His book earned him more attention and made it easier to form the Ocean Life Research Foundation, thanks to additional help and investments from several other wealthy people who shared his beliefs and vision. The purpose of the organization is easier said than done: to create a self-governing country, separate from the United States and every single other country. A free and autonomous nation.

The open ocean felt like the best place to him because it felt like an unclaimed frontier. He just needed to find a way to make it happen.

By 1971, he and other investors were in the process of having massive amounts of sand poured over the top of the shallow waters of the Minerva Reef. Their plan, too, was to fill a new utopia with like-minded people. In fact, groups they disagreed with, such as the collectivists so despised by Andrew Ryan, weren’t even allowed to invest in the Republic of Minerva.

Less than a year later, the settlers had been pushed out by Tonga, a nearby Polynesian island, which actually had enough legal claim to the area to do so. With their plan to create 2,500 acres of land in the middle of the ocean, eight feet above sea level, down the drain, Oliver began minting and selling currency for his fake country. It could be purchased with real money, and was all to help raise funds. However, raising money wouldn’t fix one key problem in Minerva’s failure, which was that the area belonged to an existing country.

There were a few small attempts at trying to recapture the failed dream of the Republic of Minerva but all hope has been washed back into the ocean. At this point, the only tangible proof that there was ever something even called the Republic of Minerva are the last pieces of remaining currency, which can often be found for sale on eBay for much more than it was ever worth.

The Seasteading Institute has followed in the footsteps of the Republic of Minerva, though with a few differences. The organization was founded by Patri Friedman, a software engineer and political and economic theorist, and has been financially supported by PayPal co-founder Peter Thiel. The organization’s website states that it believes in creating floating cities, “which will allow the next generation of pioneers to peacefully test new ideas for how to live together.”

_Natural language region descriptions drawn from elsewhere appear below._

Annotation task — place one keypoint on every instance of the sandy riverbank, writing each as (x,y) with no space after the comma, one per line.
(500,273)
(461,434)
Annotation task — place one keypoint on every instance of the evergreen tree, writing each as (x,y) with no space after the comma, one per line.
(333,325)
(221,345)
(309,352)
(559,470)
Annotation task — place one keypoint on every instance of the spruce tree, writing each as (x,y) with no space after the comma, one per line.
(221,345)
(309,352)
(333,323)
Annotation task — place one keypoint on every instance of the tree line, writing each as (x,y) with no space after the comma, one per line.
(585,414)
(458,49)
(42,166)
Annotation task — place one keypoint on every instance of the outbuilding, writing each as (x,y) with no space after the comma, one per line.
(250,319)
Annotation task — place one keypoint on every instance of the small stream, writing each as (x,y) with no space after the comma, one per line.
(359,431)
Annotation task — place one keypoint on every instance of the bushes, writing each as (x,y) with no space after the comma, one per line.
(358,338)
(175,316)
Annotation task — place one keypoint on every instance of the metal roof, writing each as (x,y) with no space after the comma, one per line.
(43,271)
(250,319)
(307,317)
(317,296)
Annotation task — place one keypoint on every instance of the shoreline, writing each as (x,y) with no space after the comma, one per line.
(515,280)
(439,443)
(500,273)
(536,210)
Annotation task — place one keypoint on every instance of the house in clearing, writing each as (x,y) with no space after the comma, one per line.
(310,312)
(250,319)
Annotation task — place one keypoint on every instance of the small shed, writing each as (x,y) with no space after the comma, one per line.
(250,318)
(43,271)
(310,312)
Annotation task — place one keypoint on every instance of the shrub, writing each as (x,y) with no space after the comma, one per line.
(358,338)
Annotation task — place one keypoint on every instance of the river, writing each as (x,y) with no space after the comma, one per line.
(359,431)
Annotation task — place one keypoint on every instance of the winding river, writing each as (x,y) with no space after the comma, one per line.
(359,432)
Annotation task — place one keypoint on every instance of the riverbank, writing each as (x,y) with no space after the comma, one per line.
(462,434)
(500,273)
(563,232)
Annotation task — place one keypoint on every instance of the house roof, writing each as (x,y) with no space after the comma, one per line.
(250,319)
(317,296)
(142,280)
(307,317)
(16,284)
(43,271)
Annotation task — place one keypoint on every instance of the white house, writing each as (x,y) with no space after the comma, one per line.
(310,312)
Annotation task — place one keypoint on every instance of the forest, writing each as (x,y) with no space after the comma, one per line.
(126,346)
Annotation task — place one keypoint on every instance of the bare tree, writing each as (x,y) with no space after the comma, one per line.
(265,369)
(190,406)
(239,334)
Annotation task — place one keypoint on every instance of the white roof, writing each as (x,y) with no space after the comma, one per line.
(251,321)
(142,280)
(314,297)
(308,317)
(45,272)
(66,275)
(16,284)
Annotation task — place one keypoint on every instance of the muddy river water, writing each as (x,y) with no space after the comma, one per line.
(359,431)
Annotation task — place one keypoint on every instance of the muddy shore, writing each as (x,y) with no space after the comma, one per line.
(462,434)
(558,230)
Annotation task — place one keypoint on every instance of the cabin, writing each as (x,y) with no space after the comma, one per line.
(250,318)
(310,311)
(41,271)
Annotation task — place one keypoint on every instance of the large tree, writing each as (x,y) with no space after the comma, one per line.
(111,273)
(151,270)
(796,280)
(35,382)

The website also goes on to say, “Enrich the poor. Cure the Sick. Feed the Hungry. Clean the atmosphere. Restore the oceans. Live in balance with nature. Power the world sustainably. Stop fighting.”

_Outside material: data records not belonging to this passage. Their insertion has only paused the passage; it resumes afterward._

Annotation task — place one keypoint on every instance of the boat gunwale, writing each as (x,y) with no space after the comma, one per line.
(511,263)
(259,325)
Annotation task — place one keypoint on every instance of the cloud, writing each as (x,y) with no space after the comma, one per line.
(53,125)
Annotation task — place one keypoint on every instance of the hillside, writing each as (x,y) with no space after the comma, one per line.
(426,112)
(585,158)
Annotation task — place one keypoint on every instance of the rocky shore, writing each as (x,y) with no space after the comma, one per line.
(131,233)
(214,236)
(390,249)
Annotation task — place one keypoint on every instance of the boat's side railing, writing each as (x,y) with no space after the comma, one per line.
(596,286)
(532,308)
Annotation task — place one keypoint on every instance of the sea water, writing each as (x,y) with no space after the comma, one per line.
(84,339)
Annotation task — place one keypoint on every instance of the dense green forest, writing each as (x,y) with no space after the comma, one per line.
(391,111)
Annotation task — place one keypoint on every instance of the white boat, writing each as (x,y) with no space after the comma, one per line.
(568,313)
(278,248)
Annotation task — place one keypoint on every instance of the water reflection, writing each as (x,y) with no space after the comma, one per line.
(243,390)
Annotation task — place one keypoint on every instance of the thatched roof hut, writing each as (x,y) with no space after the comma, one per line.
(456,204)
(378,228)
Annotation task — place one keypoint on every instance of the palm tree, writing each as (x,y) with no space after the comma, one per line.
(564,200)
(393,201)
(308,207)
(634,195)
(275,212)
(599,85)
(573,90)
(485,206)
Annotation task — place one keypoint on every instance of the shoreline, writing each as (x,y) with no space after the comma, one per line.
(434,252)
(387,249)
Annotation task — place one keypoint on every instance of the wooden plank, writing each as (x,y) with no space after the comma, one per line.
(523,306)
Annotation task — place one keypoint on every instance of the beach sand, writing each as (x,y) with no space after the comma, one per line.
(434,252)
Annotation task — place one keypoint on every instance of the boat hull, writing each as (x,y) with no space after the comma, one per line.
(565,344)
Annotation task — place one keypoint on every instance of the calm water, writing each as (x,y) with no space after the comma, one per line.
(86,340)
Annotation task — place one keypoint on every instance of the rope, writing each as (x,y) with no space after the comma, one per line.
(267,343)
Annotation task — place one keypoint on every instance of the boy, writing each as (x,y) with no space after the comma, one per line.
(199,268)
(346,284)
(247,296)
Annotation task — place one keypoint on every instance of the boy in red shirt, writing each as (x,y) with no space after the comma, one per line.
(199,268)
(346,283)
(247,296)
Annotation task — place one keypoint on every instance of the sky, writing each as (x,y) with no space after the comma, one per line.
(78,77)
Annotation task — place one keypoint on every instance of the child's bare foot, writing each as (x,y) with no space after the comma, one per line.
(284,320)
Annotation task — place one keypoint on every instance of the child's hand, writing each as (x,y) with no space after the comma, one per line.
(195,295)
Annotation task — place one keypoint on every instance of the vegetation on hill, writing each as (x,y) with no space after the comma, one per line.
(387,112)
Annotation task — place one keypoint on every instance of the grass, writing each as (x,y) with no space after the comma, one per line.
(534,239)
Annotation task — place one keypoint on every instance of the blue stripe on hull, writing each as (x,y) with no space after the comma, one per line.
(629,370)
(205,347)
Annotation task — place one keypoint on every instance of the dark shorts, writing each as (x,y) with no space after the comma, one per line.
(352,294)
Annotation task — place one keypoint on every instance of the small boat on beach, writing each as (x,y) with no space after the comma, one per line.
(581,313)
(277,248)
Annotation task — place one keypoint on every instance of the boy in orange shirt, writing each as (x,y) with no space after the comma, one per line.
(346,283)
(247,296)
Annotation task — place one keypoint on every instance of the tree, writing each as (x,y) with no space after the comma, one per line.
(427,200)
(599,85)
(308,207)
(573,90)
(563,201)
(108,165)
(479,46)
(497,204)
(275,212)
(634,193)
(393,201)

The organization’s ultimate goal currently seems to be experimenting with floating cities that bubble out from above and next to other cities, which almost feels like life imitating art a little too much, given that a sequel to BioShock, 2013’s BioShock Infinite, took place in a floating city, far up in the clouds.

Though the Seasteading Institute hasn’t quite reached the above-the-clouds heights of BioShock Infinite and is instead aiming more for resorts and settlements that lie off the coast. Friedman has stated the goal is to both build new settlements that can exist alongside and above other cities and to disrupt and influence existing governments.

It’s been difficult, and progress has been slow, since the goals of the Seasteading Institute don’t really align with existing governments and countries. This is making it difficult since the organization greatly needs the support of another country to make it off of the ground, giving it somewhat of a parasitic dynamic with existing society and governments.

It’s probably not a bad thing, though, considering how it went for everyone in BioShock Infinite’s floating city of Columbia. In fact, we’ve seen how all that went. Multiple times. Again and again. And we’ve also now seen Bread Boy. I love Bread Boy.

As the climate crisis worsens and rich people continue to look for solutions that only they can think of and benefit from, it’s become increasingly clear that the quest to colonize the ocean will only continue. Let us all hope we get something in between sand being poured on a coral reef and people screaming and shooting fire at each other through a never ending civil war.